To continue the military analogy, we're all on the brink of death, and the only thing keeping us alive is the Red Cross aid God sends across the border to keep us alive. But what about believers? What about the people who have already gone over to Him? Why are believers still here? Why aren't you instantly raptured into Heaven the moment you believe? Here is where the true Purpose Driven Life comes into plan. God does have a plan for us. A commission in fact: "Therefore go and make disciples of all nations, baptizing them in the name of the Father and of the Son and of the Holy Spirit, and teaching them to obey everything I have commanded you." (Matthew 28:19-20)

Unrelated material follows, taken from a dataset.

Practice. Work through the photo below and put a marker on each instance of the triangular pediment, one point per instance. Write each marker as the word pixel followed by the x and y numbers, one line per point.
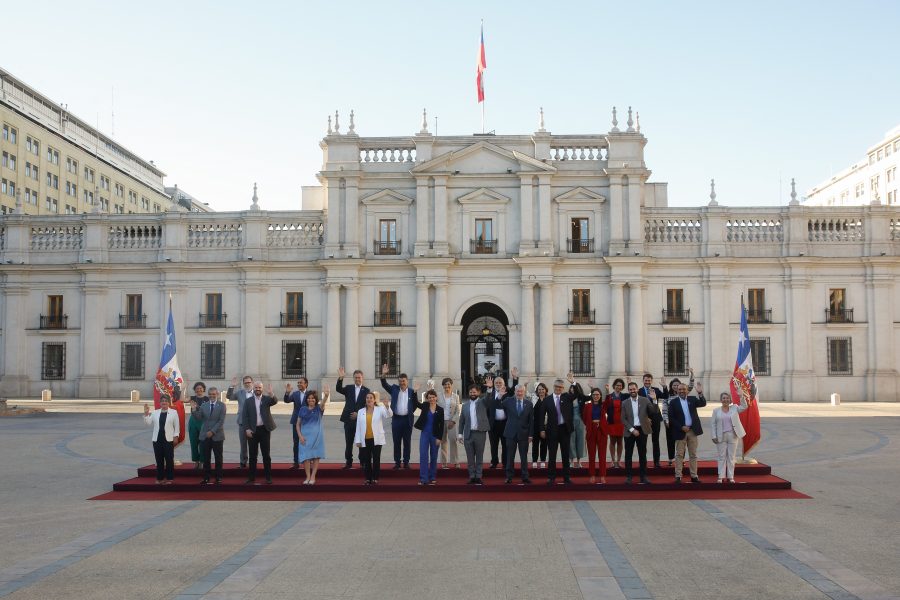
pixel 387 197
pixel 482 158
pixel 483 196
pixel 581 194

Is God's plan reprehensible? He set aside justice for mercy. He sustains those who hate Him. He makes His children suffer to save them. We believers stay in the mud and the damp, the disease and the pain, the suffering and hunger, the hatred and loss, that he may use us to heal His enemies. If there are any who should object, it is not the slaves being freed, but the freedmen becoming slaves to free them.


And by the way, the verse from Psalms they quote sounds very different in a different translation: "All the days ordained for me were written in your book before one of them came to be." Which illustrates that you must remember that the Bible is written in other languages.